“Still standing — twice,” the mother of an almost-1 year old reported recently. The grandmother inquires regularly as to his latest accomplishments and is used to the mother reporting all sorts of changes that mark his passage from infancy to childhood. She has become accustomed to his continual motion, so suddenly she finds it bewildering to hear that he had stopped moving forward.
“What do you mean?” she asks.
This particular baby had already breezed through rolling over, sitting, crawling, and standing. Locomotion (on two feet) had completely stopped. Yet, both the mother and the grandmother knew that one of these days the baby would suddenly find himself upright (with no one or nothing to lean on), he would step up to the challenge. This temporary stillness reminded me of my own need to take a little break before taking on something challenging.
Thinking about the phrase “still standing” offers a different view. It conveys the tenacity, determination, and endurance used in the struggle of life. Sometimes it’s a physical or mental challenge from which one emerges victorious and the obvious answer to the never-ending inquiry “How are you doing?” There are always some variations on the still-standing theme — still breathing or still kicking.
As most of us move through life, the longer we’re around, the more often we list our daily accomplishments with almost as much pride as the mother of an infant taking first steps. “Still standing” might top the list of those of us who have been sick or handled a family or work crisis.
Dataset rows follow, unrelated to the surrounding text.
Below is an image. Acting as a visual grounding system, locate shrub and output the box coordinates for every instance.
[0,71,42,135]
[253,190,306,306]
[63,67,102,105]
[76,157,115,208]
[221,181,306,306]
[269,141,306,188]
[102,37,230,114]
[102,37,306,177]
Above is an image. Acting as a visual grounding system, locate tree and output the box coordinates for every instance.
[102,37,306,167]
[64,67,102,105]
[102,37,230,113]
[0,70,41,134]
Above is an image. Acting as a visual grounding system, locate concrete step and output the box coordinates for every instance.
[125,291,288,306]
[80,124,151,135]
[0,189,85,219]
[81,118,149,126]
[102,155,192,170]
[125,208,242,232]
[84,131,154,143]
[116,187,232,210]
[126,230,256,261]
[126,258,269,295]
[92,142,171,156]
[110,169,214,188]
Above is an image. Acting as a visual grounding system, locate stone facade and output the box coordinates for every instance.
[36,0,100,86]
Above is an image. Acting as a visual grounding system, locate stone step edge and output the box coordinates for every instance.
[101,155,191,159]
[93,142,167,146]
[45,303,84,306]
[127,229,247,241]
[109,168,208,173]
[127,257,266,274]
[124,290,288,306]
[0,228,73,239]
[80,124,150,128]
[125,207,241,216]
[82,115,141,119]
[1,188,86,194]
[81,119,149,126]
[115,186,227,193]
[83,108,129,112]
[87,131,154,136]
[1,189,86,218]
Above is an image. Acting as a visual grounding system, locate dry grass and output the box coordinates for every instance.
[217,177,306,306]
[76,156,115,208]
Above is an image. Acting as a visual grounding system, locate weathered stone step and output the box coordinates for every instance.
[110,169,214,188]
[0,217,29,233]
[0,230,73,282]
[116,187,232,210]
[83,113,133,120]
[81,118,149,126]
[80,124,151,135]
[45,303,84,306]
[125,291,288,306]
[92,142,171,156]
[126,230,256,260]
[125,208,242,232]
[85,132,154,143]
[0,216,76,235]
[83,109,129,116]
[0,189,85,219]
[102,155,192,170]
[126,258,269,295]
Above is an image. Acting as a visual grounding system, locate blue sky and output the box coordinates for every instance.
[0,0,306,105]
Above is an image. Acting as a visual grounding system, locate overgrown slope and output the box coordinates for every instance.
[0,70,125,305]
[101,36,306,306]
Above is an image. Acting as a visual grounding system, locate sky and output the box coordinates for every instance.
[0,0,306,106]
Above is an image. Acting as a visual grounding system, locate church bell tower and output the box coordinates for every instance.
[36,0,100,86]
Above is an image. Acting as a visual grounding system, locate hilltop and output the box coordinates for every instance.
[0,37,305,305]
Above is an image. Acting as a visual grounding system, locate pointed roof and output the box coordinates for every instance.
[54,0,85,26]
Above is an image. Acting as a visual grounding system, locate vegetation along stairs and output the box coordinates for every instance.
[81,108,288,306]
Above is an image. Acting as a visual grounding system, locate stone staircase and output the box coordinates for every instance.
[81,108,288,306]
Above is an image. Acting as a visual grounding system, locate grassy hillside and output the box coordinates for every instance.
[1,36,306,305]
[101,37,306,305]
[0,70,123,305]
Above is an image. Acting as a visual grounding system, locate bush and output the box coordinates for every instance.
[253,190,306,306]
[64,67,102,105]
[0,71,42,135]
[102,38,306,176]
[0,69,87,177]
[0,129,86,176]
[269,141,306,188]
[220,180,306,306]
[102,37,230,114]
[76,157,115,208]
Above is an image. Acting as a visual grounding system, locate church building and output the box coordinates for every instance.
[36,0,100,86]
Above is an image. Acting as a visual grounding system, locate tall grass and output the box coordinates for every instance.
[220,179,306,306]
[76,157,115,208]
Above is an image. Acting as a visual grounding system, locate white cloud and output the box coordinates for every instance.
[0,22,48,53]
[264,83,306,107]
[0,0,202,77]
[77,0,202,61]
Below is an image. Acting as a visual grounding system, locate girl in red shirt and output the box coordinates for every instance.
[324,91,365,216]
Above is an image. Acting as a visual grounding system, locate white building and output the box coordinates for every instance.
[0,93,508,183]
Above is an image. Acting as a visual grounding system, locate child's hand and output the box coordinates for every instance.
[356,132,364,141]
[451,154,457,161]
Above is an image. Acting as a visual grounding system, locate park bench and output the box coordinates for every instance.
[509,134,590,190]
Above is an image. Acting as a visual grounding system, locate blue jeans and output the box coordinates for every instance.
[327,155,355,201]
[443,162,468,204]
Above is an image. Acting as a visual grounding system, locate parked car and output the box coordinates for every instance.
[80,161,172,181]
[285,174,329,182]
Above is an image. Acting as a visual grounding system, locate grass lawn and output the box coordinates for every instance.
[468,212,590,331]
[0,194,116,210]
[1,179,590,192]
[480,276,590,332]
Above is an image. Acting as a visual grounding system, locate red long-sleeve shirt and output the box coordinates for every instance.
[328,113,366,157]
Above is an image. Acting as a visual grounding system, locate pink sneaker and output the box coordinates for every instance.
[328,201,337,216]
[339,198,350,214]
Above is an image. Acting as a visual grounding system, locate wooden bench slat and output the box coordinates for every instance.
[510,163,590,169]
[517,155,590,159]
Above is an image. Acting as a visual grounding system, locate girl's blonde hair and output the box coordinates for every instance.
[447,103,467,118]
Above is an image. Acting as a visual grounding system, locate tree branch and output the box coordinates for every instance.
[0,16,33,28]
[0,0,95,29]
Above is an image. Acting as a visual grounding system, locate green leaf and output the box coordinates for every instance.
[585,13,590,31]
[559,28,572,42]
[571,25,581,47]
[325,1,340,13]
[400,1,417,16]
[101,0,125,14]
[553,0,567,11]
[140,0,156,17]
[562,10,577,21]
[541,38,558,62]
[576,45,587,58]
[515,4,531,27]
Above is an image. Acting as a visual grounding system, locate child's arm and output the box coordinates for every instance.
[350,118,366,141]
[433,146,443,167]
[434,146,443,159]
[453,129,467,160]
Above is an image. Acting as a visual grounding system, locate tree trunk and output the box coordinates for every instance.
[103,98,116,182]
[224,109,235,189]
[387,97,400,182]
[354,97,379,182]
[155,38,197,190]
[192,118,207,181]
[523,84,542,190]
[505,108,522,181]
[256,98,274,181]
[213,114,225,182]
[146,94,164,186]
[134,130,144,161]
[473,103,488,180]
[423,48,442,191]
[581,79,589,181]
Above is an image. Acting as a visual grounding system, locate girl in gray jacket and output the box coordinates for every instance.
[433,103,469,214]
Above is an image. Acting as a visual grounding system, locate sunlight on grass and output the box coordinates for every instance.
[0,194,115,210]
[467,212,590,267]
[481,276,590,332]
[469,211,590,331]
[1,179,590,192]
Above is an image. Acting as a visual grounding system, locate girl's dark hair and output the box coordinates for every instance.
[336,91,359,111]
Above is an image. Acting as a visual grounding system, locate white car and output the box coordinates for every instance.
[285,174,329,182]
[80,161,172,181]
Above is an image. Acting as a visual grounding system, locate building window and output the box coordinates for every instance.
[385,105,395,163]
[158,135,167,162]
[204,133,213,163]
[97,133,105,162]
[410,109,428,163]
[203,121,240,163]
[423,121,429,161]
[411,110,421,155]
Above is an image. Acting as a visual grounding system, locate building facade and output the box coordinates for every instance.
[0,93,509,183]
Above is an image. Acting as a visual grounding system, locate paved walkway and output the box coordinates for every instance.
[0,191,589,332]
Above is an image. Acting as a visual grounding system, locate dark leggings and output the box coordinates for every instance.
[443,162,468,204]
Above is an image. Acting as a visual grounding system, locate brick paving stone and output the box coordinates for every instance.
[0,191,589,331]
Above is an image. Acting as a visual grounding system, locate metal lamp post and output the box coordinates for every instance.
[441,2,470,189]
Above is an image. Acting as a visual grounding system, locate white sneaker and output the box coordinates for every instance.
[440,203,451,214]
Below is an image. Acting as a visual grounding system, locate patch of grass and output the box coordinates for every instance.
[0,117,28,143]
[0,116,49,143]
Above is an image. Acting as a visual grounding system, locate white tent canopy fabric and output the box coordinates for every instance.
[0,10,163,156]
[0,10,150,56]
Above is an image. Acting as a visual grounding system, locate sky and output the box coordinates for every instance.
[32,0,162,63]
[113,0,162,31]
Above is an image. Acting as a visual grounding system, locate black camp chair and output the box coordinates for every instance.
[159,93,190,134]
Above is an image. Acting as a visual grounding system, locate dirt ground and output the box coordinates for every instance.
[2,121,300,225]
If we reverse that once in a while to saying we are just “standing still” it might explain the sudden sluggishness or lack of forward progress all of us experience once in a while.
The beginning of a new year often starts out like those early months of infancy. Some of us take on so many new challenges that often we put on the skids. There seems to be an intense need to take a little step back and observe.
Oh, we’re still standing, all right — standing still for just a minute.